38th Army (Soviet Union)

Under the command of Lieutenant-General Dmitry Ryabyshev, 38th Army was based on the forces and headquarters of the 8th Mechanised Corps and incorporated other Soviet units then in the Cherkassy area.

German high command intended to develop this crossing into a bridgehead that would form the southern arm of an encirclement of much of Southwestern Front east of the Dnepr.

Tsyganov's forces abandoned Kharkov on 24 October, and by early November the frontline had begun to stabilize east of the Donets in the Kupyansk area.

Part of these new frontline positions were within the salient into German lines that Southwestern Front had established south of Kharkov in January (the so-called Barvenkovo Pocket).

By the end of the month the encircled force had been destroyed, less than one in ten of the surrounded personnel being able to effect an escape, and Moskalenko was left defending roughly the same positions in the Kupyansk area that 38th Army had occupied in November 1941.

On the morning of 28 June the main German strategic offensive of 1942 (Case Blue) opened with an attack from the Kursk area towards the Don at Voronezh.

By 6 July this objective had become clear to Soviet high command and the next day, in order to avoid a major encirclement, Southwestern Front was authorised to retreat to the east.

As the days passed this retreat became increasingly chaotic and by 12 July Moskalenko was struggling to maintain close control over his forces, which were in danger of being surrounded at Markivka.

The salient's frontline, in which 38th Army was positioned in the southwest corner on Voronezh front's right flank south of Koronevo, remained largely unchanged through the rest of March, April, May and June.

On 5 July 1943 Germany's last strategic offensive on the Eastern Front (Operation Citadel) opened with attacks on the northern and southern shoulders of the Kursk Salient.

Within a week 38th Army had crossed the Desna and had seized two small bridgeheads across the Dnepr north of Kiev in the Lutezh area.

The bridgeheads were subsequently linked to form a viable lodgement on the right bank of the Dnepr, but Chibisov's forces were unable to achieve a breakout.

In the last week of October Soviet forces in the bridgehead were strengthened considerably, much of this reinforcement going undetected by German military intelligence.

A renewed breakout effort, made with the assistance of a massive artillery bombardment, was launched on 3 November, with 38th Army attacking south towards Kiev from the southern sector of the bridgehead.

During January 1944 the forces of First Ukrainian Front (the former Voronezh Front, renamed on 20 October 1943) advanced further to the southwest to Berdichev (taken on 5 January) to Vinnitsa and towards Zhmerinka, but the advance to the upper Bug was repulsed by German forces and during February the frontline stabilised southwest of Berdichev and Kazatin.

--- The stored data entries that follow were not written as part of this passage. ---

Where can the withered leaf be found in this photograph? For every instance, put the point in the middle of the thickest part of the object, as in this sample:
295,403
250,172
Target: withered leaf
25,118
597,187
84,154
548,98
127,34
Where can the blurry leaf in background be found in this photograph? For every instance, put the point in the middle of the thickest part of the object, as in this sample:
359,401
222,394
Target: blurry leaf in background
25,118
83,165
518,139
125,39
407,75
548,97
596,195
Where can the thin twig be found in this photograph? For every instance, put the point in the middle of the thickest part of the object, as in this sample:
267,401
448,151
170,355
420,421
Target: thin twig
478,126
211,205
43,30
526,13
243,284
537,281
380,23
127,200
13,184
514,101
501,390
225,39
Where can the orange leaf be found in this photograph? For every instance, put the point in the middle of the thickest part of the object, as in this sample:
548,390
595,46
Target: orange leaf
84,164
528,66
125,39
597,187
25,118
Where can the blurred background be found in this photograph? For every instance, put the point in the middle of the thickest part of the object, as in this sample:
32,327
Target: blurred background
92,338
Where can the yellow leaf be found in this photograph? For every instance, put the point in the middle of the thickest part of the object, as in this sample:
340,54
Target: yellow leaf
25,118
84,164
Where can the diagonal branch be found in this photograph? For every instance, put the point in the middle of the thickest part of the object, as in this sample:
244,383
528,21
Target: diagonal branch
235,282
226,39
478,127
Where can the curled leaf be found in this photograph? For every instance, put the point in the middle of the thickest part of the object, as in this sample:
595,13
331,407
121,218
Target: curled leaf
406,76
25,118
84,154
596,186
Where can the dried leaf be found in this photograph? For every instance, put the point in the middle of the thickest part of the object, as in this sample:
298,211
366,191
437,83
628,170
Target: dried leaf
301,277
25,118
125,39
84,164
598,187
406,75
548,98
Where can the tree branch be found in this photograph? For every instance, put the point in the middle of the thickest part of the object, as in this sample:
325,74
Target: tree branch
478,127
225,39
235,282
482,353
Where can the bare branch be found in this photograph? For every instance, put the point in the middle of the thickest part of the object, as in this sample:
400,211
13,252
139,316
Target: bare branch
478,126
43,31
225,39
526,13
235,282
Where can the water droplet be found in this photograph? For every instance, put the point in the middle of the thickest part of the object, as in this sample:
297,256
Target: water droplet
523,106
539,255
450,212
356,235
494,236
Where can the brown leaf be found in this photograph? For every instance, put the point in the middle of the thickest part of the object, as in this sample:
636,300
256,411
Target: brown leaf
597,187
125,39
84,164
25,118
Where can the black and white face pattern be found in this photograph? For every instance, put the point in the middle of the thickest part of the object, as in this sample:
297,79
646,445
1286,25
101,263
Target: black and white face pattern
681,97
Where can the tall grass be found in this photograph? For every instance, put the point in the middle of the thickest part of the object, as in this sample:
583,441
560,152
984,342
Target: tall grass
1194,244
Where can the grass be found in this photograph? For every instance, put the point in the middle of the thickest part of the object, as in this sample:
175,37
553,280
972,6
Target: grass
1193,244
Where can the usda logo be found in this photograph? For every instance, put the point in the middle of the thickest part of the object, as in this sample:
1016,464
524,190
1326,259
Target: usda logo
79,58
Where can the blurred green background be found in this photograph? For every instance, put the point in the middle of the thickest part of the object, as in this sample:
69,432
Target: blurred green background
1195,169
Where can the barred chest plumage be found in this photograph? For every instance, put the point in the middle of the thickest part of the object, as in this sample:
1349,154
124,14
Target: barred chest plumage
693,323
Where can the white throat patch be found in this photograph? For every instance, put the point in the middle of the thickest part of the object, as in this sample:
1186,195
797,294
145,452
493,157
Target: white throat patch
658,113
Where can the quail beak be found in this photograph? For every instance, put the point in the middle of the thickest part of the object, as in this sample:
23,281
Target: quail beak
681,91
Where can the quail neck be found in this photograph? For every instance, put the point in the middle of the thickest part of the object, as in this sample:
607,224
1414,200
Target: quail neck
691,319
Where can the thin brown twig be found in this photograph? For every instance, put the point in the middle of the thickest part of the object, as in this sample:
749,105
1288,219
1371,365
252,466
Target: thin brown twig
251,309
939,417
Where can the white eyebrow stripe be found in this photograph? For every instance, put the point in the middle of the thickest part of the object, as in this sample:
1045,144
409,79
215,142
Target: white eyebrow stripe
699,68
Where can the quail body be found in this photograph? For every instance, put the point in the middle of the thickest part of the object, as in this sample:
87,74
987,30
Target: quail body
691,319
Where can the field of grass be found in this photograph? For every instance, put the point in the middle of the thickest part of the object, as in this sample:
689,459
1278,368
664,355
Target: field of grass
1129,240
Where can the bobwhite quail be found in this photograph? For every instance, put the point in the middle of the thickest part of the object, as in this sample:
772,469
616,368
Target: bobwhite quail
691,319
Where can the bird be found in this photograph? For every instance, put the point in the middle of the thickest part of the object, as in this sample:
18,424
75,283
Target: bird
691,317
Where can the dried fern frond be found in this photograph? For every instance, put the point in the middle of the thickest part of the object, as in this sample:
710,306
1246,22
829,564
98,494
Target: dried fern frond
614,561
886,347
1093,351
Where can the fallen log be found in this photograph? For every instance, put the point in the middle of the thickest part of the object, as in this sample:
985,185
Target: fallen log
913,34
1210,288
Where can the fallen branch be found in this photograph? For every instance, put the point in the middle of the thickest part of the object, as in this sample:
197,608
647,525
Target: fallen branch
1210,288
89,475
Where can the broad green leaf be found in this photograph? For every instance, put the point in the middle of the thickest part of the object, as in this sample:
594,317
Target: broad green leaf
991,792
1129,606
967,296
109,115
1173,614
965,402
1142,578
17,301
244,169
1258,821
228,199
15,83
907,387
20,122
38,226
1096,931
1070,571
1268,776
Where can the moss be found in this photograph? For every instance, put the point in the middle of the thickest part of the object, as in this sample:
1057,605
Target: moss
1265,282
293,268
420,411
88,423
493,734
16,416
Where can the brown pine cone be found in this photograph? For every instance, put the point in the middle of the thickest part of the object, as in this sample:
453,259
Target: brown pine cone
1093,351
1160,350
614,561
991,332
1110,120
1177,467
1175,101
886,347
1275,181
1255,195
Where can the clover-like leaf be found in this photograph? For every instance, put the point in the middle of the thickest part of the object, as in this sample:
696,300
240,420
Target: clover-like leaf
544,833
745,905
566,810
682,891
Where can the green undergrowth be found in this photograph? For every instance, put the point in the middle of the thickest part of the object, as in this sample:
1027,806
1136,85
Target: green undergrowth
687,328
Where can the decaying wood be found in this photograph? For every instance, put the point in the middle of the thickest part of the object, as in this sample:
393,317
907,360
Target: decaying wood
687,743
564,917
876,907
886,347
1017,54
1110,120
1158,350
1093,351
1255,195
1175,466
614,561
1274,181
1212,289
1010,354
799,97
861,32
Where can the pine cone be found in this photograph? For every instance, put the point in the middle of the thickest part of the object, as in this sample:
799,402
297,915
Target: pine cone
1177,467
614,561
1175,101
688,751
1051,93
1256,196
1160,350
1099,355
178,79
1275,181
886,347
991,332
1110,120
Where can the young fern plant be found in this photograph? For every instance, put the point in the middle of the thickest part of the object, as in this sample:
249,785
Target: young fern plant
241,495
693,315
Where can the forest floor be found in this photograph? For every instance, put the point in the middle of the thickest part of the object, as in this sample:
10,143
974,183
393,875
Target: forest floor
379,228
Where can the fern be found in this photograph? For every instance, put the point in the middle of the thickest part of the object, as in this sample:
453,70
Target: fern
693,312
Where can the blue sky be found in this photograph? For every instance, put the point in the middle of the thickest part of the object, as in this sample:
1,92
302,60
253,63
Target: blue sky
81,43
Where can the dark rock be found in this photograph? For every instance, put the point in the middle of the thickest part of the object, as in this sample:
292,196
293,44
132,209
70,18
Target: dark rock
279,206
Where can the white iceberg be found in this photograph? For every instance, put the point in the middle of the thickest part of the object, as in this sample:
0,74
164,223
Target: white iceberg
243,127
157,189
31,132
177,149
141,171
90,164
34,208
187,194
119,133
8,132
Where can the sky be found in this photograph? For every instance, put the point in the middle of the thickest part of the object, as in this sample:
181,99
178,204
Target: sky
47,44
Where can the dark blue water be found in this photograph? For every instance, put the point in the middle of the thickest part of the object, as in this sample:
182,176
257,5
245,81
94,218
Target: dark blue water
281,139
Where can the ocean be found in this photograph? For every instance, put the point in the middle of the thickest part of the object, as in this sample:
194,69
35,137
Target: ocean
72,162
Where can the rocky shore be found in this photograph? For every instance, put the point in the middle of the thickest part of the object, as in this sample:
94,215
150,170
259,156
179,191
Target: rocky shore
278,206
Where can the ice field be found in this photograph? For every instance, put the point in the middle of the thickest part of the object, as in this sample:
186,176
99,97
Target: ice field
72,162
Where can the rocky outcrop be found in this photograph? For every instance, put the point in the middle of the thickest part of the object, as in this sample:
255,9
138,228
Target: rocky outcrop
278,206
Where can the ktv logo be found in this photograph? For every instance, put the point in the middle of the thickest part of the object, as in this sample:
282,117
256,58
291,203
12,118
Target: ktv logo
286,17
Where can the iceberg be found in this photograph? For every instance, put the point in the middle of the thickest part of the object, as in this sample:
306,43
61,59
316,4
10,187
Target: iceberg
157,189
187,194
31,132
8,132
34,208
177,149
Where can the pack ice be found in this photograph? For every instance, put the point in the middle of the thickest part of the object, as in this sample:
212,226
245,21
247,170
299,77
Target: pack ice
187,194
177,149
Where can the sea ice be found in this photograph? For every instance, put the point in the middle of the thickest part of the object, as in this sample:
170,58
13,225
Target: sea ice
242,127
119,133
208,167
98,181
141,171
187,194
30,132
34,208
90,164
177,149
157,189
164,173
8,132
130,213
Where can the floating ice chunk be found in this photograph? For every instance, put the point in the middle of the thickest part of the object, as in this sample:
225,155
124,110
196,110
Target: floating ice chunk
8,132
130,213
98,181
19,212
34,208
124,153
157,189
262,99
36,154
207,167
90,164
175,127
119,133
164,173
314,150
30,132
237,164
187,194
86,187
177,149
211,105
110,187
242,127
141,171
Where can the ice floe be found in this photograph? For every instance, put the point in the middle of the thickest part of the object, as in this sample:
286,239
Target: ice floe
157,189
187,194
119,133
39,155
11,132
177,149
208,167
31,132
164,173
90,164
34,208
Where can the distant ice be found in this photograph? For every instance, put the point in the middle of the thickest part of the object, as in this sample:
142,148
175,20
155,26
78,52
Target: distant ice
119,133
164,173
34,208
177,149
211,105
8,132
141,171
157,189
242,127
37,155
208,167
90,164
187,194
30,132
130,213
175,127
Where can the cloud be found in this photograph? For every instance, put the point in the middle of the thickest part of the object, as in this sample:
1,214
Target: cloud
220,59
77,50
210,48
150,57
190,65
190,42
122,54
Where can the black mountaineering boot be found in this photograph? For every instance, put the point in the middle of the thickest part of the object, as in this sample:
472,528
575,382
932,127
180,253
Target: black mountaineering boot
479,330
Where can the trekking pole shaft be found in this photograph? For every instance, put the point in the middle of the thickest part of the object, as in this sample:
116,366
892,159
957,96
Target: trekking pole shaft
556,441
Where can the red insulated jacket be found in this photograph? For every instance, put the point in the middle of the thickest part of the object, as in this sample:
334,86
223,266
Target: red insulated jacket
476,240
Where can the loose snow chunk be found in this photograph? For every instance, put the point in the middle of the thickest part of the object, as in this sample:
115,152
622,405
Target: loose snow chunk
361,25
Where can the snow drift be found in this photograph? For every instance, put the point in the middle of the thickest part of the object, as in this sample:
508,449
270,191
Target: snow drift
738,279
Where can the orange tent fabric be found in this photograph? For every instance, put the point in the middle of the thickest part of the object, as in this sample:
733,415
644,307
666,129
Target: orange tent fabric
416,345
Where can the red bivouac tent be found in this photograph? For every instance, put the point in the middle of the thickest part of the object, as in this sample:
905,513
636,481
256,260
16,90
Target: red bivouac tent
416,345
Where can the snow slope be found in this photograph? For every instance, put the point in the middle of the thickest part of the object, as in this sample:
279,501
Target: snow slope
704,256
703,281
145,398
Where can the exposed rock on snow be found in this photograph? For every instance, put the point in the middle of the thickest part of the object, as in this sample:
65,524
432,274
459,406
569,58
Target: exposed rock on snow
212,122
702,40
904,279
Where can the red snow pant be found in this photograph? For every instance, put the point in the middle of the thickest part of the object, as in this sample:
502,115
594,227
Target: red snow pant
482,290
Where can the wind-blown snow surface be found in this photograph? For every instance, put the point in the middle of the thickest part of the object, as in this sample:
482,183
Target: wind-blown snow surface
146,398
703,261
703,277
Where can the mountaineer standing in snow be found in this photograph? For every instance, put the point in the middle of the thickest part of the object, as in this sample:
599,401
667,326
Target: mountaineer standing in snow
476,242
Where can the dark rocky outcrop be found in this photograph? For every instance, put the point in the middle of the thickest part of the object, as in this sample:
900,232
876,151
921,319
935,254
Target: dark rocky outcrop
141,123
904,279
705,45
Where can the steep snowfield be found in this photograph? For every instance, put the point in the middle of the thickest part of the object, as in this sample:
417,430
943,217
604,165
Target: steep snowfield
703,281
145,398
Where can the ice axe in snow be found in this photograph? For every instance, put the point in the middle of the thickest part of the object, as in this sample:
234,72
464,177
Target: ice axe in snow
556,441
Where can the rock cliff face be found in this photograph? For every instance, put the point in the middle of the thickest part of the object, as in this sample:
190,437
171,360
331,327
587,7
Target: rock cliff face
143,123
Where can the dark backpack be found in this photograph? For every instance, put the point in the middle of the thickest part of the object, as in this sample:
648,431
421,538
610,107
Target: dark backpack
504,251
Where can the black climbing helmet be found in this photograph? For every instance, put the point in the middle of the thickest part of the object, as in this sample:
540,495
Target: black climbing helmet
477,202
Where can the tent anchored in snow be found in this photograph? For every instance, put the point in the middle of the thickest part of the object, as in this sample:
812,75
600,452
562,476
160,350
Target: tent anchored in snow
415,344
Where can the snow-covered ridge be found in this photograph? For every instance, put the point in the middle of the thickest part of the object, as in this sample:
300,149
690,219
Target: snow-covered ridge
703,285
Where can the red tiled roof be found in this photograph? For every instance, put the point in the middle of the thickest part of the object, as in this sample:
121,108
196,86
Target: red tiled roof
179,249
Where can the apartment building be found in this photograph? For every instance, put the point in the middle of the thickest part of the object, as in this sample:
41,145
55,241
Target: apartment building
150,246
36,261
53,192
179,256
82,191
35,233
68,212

On 25 March 1944 Pilipenko, who had been promoted to the rank of major-general in January 1943, was killed in a plane crash, and he was replaced as the army's chief of staff by Lieutenant-General Vasilii Vorobev.

Here the frontline stabilised during the late spring and early summer of 1944, during which, after some regrouping of First Ukrainian Front's forces, 38th Army was positioned west of Ternopil on the Lvov axis.

On 13 July Moskalenko's forces participated in a major offensive by First Ukrainian Front to advance from the Western Bug to the Vistula.

As the offensive developed the forces of First Ukrainian Front began to diverge; the bulk of its forces on the right and centre advanced west on the Lvov axis striking across the river San and towards the Vistula, while the two armies on the Front's left flank (to the left of 38th Army) advanced southwest on the Stanislav axis towards the northern Carpathians.

Moskalenko's forces continued to advance to the west, crossing the San southwest of Przemysl and establishing a stable frontline north of the Carpathians in the Krosno area by the end of August.

The offensive was renewed on 28 September, but it took more than a week of hard fighting before Moskalenko's forces were able to secure the Dukla Pass on 6 October.

For a further three weeks 38th Army continued to advance slowly to the south, fighting off German counter-attacks on its right flank, and eventually reaching the village of Kapisova a few kilometres north of Svidnik.

By early January Moskalenko's forces had been pulled out of Slovakia to be concentrated west of Krosno in preparation for the Red Army's major winter offensive in Poland.

Thereafter the rate of advance began to slow, though by mid-February Moskalenko's forces had reached the area west of Bielsko Biala.